Retail Credit Risk Model Validation: Performance and Stability Aspects
Abstract
Like a model without sufficient validation may only be a hypothesis (Stein 2002), a hypothesis without reason may just be an intuition. With the growing competition for acquisition of new and retention of existing retail banking customers, all stakeholders (financial regulators, auditors and business leads) have shifted their focus on accurate and timely validation of risk models. Intuitions and hypotheses are formulated into models at the time of development using statistical techniques, which get implemented into production system only after rigorous out-of-sample and out-of-time validation. Real test of the model, however, begins after implementation. In this paper we attempt to cover various aspects of validation of credit risk models after they get implemented.

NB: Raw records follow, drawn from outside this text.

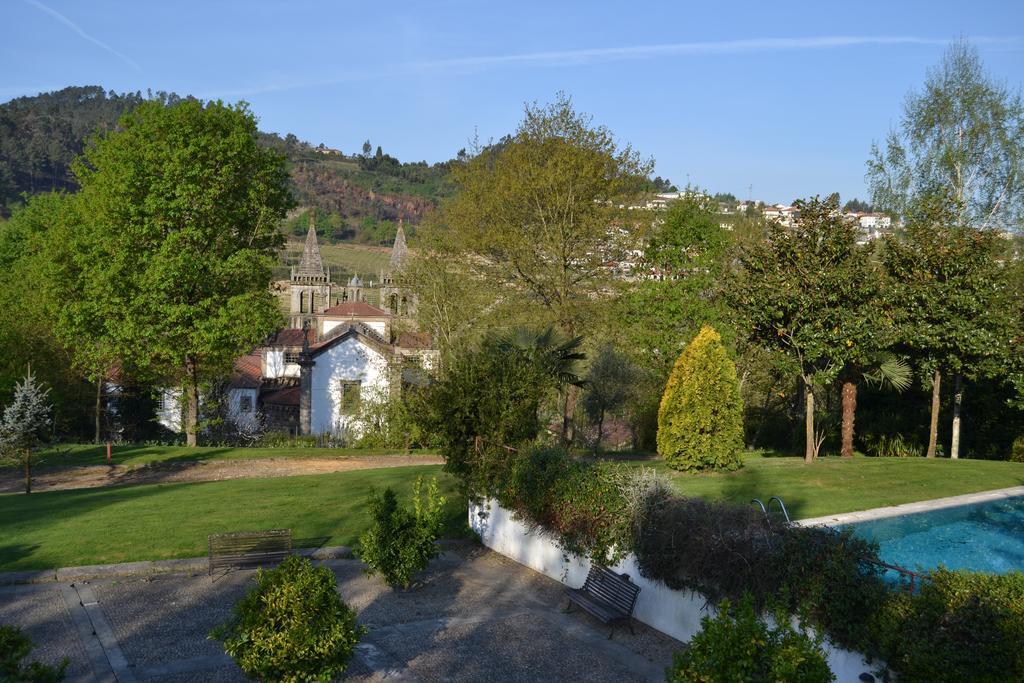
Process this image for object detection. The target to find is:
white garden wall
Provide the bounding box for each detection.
[469,500,879,683]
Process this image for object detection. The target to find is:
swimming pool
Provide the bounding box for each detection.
[849,497,1024,573]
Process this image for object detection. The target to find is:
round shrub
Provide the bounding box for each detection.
[657,327,743,470]
[878,569,1024,683]
[210,556,367,681]
[666,596,836,683]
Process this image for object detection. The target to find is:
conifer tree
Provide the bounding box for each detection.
[0,368,51,494]
[657,327,743,470]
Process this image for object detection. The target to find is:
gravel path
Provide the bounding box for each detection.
[0,456,444,494]
[0,543,680,683]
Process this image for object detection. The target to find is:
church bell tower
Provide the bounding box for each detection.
[289,210,331,331]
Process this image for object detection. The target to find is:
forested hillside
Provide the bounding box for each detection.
[0,86,451,245]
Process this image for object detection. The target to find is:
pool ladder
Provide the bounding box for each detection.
[751,496,793,528]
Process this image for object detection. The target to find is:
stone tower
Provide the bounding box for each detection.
[381,218,416,315]
[289,212,331,330]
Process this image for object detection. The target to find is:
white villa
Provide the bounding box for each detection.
[158,225,437,435]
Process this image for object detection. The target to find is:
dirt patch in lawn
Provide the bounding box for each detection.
[0,456,444,494]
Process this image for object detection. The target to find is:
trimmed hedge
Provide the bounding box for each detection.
[657,327,743,470]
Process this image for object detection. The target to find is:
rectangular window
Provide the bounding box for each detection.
[340,380,362,415]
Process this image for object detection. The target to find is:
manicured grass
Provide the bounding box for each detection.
[24,443,435,467]
[8,446,1024,570]
[0,465,466,570]
[641,454,1024,519]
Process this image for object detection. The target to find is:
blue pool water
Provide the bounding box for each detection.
[850,497,1024,573]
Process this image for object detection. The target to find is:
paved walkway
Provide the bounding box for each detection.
[0,547,680,683]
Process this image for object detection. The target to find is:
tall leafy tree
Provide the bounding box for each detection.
[65,100,293,445]
[0,193,89,433]
[443,95,652,438]
[582,342,640,449]
[867,40,1024,227]
[728,195,879,462]
[617,188,733,376]
[443,96,651,335]
[884,195,1014,458]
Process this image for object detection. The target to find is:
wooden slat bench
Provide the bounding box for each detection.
[208,528,292,574]
[565,563,640,638]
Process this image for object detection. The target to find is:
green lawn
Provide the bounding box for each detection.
[0,465,466,570]
[28,443,435,467]
[0,454,1024,570]
[642,454,1024,519]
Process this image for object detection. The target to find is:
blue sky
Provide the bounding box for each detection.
[0,0,1024,202]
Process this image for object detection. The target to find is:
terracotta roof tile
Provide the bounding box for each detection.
[262,387,299,405]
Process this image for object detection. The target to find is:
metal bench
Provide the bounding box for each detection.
[208,528,292,574]
[565,563,640,639]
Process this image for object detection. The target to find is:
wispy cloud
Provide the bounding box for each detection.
[214,36,1024,97]
[25,0,142,72]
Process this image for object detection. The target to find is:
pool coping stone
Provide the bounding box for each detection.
[794,486,1024,526]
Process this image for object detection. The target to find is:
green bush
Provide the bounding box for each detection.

This paper is not an attempt to provide a laundry list of metrics but a conscious effort to add value to existing literature by focusing on application of appropriate methodologies and computation of relevant metrics for reviewers to comment on aspects of model performance and stability. Our approach looks at different dimensions of a credit risk model for detailed assessment. For such comprehensive validation we consider a) Power Testing b) Calibration and c) Sampling strategies
All along the paper, we provide the readers with key validation aspects and corresponding metrics which serve as critical inputs for a model evaluator to approve or decline usage of implemented scores. Towards the end, the paper presents few illustrative snapshots of a recommended tool useful for analyzing model performance and stability results on regular basis.